Baseball batting averages: A player can have a higher batting average than another in every individual season, yet a lower career average overall.

Once you see Simpson's Paradox, you start noticing opportunities for it everywhere. It's a reminder to always ask: what subgroups might be hiding underneath this summary statistic?

The Habit Worth Building

Whenever you're comparing two things using a single combined number (success rates, averages, conversion rates, batting averages, test scores) ask: are the groups being compared actually doing the same thing in the same proportions?

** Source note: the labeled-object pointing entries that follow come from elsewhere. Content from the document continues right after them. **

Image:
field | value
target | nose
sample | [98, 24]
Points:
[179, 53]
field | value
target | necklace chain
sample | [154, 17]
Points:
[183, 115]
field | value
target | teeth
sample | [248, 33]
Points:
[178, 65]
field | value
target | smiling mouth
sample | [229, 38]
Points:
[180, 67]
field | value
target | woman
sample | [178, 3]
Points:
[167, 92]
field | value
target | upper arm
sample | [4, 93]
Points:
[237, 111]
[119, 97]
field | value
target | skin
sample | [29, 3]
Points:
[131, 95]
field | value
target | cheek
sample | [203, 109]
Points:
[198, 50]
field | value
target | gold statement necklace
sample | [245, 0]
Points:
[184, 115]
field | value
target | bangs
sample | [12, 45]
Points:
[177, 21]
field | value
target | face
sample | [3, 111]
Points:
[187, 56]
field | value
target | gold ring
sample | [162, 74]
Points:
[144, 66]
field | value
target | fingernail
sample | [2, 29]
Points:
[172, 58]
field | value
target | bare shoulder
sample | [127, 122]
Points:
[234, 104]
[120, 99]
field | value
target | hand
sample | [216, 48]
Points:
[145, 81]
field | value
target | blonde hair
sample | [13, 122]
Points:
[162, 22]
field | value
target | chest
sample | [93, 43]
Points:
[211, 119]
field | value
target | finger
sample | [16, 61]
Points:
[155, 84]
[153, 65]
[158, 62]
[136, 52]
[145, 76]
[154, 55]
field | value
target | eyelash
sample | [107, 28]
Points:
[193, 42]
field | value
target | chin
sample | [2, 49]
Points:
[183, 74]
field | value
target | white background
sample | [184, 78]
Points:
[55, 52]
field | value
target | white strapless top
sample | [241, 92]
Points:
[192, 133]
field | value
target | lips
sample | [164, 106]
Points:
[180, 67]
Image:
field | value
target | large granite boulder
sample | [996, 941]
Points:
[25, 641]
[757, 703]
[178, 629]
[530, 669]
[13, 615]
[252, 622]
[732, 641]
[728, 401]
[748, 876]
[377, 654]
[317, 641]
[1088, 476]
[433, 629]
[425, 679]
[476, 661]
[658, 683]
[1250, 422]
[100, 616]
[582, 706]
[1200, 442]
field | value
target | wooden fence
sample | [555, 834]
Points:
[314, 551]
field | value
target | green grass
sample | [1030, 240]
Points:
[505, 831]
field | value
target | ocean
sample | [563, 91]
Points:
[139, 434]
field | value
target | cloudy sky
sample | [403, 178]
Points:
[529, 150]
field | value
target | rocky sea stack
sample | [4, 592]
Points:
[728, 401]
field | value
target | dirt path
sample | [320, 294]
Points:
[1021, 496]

If a new marketing campaign has a higher overall conversion rate, check whether it was just tested on easier audiences. If one school district outperforms another on test scores, check whether they serve the same student demographics. If one doctor has better outcomes, check what kinds of cases they take on.

The transferable insight: a single number summarizing a complex situation is always a weighted average of hidden sub-stories. When the weights are unequal, the summary can point in the opposite direction from every sub-story. The cure is the habit of asking "what's underneath?", not blanket suspicion of all data.